For my dog and me, our easily paced meandering among old and faded stones was a way to pass a pleasant hour on a sunny day in February. Not knowing any of the people buried beneath my feet I hardly connected their names to the fact that their actual mortal remains lay under the grass.
On that same day, at St. Edward the Confessor Church just down the road two young ladies, sisters, had their funeral, the result of a tragic automobile accident the weekend before. I did not know them, but they were both graduates of Newark Catholic High School. I am sure that the service was an emotional service. Both women had long lives ahead of them cut short by a driver of another car crossing the center line.

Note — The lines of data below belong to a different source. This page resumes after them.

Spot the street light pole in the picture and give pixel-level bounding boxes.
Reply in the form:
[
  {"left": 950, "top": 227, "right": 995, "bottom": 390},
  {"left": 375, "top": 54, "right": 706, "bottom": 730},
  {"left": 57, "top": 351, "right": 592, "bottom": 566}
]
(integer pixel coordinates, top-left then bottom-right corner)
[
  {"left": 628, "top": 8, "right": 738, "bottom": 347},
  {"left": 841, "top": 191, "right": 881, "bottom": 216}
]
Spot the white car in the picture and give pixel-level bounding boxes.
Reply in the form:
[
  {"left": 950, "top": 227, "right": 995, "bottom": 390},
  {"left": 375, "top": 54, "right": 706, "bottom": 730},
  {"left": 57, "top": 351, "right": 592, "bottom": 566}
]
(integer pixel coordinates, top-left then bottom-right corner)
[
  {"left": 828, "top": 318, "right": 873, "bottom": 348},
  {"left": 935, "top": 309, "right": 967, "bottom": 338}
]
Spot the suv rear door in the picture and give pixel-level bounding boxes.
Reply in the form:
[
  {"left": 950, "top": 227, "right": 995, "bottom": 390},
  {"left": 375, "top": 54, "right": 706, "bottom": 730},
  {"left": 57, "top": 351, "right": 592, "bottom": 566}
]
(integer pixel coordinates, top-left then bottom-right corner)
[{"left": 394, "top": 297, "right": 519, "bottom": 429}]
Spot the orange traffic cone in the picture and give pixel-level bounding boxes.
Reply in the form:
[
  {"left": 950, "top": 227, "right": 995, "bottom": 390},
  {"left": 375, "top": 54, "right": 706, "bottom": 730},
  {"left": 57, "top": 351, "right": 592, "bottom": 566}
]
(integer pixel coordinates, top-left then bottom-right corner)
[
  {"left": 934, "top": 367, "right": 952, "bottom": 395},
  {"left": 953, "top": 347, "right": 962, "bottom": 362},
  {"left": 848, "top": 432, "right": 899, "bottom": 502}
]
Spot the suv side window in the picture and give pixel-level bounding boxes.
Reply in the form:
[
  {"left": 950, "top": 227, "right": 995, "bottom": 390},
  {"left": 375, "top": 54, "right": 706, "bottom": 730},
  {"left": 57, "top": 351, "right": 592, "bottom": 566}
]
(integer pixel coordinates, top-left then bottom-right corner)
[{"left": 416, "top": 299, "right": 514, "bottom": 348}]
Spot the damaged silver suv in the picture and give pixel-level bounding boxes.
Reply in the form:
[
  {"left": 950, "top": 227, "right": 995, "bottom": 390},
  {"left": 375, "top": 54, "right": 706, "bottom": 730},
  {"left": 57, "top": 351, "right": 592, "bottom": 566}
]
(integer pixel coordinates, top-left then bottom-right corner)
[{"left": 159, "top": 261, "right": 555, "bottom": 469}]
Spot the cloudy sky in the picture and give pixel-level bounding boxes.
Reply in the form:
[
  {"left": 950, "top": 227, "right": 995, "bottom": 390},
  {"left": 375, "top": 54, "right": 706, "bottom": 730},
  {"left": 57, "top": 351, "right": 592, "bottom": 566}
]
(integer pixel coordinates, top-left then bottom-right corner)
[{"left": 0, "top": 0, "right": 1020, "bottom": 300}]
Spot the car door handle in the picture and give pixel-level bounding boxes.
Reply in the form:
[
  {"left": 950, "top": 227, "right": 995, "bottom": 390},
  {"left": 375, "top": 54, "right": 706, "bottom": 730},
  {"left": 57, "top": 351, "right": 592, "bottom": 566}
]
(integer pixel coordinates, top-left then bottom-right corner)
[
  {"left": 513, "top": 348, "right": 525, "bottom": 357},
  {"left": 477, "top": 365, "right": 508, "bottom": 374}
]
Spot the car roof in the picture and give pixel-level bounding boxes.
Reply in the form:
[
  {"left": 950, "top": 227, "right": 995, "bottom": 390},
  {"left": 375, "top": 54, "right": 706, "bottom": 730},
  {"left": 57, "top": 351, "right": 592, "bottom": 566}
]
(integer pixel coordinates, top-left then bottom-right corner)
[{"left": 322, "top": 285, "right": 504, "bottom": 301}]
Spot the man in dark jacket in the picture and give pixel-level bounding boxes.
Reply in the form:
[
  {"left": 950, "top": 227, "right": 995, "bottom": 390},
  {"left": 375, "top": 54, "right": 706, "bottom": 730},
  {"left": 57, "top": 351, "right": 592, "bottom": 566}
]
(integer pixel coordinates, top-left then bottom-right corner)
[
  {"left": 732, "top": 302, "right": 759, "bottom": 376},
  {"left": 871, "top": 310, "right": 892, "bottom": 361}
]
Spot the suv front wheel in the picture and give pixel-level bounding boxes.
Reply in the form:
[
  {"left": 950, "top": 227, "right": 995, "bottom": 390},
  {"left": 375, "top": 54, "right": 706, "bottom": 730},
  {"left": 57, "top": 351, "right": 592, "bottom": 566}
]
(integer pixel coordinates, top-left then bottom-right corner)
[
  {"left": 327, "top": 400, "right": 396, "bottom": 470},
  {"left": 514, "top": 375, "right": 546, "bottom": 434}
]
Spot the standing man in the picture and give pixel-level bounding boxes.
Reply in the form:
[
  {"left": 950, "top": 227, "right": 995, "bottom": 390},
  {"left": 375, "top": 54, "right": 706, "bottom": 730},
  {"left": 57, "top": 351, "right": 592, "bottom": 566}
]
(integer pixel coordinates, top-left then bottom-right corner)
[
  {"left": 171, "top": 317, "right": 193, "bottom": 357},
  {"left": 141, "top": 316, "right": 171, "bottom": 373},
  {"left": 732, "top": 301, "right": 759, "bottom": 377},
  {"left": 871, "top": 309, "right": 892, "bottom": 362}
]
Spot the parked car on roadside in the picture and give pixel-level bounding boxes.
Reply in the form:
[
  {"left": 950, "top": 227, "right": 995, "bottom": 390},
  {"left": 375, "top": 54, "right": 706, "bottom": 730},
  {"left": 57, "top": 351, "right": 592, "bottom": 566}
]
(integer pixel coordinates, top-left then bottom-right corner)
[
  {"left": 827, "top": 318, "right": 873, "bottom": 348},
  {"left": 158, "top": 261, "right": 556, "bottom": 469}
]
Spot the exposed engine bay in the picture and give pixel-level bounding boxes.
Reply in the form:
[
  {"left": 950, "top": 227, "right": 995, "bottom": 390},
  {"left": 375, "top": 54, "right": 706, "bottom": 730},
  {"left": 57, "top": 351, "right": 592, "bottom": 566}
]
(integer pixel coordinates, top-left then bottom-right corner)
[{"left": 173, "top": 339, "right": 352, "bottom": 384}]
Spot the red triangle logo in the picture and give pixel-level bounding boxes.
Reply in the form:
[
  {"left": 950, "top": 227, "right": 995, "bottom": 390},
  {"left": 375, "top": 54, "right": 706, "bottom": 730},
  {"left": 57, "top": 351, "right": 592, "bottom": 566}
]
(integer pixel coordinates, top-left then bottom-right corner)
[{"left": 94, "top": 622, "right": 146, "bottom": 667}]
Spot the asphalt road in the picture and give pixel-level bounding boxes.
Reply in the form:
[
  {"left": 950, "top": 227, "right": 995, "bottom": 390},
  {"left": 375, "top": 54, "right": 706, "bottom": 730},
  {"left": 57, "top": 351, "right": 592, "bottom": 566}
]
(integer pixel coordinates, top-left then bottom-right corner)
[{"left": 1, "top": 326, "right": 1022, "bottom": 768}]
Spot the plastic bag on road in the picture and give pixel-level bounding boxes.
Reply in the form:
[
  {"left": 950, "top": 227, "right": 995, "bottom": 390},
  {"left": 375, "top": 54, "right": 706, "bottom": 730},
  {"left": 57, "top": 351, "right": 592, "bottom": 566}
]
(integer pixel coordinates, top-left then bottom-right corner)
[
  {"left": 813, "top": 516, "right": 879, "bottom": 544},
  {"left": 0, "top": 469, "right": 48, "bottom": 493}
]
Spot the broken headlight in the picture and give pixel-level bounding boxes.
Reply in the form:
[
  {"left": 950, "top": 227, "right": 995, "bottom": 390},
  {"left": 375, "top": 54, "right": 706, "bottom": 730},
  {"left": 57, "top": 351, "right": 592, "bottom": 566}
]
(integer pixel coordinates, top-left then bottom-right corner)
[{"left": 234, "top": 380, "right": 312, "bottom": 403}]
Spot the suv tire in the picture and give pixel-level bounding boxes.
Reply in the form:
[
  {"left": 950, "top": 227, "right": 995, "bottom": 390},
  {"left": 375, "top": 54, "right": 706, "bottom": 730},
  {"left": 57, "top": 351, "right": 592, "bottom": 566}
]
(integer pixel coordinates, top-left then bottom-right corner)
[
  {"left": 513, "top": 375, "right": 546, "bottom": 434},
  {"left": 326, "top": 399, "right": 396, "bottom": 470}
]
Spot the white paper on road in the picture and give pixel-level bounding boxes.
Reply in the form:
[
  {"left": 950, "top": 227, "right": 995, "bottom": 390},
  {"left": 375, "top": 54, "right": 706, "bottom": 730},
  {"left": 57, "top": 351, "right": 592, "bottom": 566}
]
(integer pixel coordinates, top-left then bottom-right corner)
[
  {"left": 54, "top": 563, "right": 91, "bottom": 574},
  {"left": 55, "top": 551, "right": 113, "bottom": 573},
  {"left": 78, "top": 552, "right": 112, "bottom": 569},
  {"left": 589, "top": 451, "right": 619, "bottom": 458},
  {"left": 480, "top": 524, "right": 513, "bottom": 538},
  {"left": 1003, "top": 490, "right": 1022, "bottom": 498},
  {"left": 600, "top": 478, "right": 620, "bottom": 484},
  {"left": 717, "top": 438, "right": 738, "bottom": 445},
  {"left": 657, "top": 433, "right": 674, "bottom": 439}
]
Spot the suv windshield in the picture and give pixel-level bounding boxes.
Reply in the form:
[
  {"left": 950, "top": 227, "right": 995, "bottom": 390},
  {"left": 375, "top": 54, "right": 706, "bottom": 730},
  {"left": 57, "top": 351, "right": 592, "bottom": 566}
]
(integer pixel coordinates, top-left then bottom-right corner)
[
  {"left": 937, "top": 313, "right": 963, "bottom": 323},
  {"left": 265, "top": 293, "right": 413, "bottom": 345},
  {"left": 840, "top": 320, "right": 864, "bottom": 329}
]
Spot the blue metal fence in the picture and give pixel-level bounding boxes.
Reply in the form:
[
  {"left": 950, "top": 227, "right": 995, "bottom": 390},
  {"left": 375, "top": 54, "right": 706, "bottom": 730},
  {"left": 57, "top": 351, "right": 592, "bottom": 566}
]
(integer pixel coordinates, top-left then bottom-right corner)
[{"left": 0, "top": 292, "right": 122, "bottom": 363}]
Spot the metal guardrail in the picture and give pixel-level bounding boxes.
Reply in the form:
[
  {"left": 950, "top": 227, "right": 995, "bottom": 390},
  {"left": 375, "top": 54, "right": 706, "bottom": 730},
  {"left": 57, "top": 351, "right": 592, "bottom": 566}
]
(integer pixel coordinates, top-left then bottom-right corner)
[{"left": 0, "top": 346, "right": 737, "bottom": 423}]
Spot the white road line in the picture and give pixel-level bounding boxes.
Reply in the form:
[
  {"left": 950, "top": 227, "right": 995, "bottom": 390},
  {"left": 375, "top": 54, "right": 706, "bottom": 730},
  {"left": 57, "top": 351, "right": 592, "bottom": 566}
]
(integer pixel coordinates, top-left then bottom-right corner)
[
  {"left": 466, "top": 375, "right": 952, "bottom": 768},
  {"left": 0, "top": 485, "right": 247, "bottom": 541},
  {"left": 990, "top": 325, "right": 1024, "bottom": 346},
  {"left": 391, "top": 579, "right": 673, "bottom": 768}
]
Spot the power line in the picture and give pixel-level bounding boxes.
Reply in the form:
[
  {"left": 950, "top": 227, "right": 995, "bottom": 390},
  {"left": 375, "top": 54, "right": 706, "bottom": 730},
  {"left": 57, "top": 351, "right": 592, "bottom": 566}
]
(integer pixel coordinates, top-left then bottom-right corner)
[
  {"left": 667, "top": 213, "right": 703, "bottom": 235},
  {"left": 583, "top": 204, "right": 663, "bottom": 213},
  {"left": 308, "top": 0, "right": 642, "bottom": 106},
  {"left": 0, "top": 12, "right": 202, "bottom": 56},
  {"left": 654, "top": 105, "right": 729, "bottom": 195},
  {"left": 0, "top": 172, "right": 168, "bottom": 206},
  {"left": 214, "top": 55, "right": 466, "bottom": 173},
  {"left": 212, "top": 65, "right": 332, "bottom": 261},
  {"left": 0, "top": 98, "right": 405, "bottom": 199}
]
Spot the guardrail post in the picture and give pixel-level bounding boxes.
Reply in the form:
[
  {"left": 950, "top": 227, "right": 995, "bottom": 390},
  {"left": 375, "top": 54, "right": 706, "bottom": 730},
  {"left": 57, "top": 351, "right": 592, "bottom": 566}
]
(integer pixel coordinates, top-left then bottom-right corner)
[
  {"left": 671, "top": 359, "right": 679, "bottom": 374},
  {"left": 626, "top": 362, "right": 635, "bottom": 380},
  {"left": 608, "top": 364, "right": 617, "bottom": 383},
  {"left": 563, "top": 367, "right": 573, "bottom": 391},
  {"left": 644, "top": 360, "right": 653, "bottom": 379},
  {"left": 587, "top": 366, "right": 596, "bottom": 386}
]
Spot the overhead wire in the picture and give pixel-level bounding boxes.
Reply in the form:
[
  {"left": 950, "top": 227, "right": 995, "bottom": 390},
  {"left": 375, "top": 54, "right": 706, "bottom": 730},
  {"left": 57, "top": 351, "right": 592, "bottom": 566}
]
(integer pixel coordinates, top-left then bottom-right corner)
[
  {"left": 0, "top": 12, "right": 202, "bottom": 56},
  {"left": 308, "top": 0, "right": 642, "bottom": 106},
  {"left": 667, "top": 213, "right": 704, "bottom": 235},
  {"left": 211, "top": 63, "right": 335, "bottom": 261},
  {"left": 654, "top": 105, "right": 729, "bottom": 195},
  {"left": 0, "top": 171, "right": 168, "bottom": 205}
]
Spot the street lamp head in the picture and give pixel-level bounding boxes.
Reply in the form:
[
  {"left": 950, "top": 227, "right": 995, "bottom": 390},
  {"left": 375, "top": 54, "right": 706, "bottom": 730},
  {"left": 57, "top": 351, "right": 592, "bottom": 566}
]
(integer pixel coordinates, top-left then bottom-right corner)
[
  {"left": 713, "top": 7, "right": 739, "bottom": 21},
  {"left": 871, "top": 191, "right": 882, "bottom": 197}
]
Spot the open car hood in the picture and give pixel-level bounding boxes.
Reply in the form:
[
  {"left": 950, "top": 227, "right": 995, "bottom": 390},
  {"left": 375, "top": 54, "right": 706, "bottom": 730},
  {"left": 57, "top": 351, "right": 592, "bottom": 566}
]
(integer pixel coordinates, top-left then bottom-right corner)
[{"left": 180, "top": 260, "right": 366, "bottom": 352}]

When this thought came to me, I stopped and offered a prayer for them and their family. Then it occurred to me that every person laid to rest underneath my feet, from the first infant to Mr. Bryant, were similarly mourned by loved ones. No matter the cause of death, the passing of our loved ones is a sad affair.
In time, the relatives of the men and women buried at the Old Colony Grounds passed away as well. For some of the oldest burials, many generations of mourners have, in time, been the ones mourned.
My father passed away five years after my mother. He was a man of deep faith but in his times of doubt he would ask, “Will I see your mother again?” In time, the memories that my siblings and I have for our wonderful parents will pass when we do. My grandchildren will know their names, and will have pictures of them, perhaps a piece of memorabilia. Their grandchildren will know even less. They may take an historical visit to St. Joseph Cemetery to learn the names and dates of their ancestors, but they won’t know my mom’s favorite saying, “It is what it is,” or the way my dad could tell a joke.
This is where our faith comes in to give us comfort. I have no doubt that my mother and father are reunited in death and that one day, I will be reunited with them. Perhaps I will meet my ancestors as well or residents of the graveyard in Granville. Death has an immediate sting for those who survive. Eternity with God is truly forever.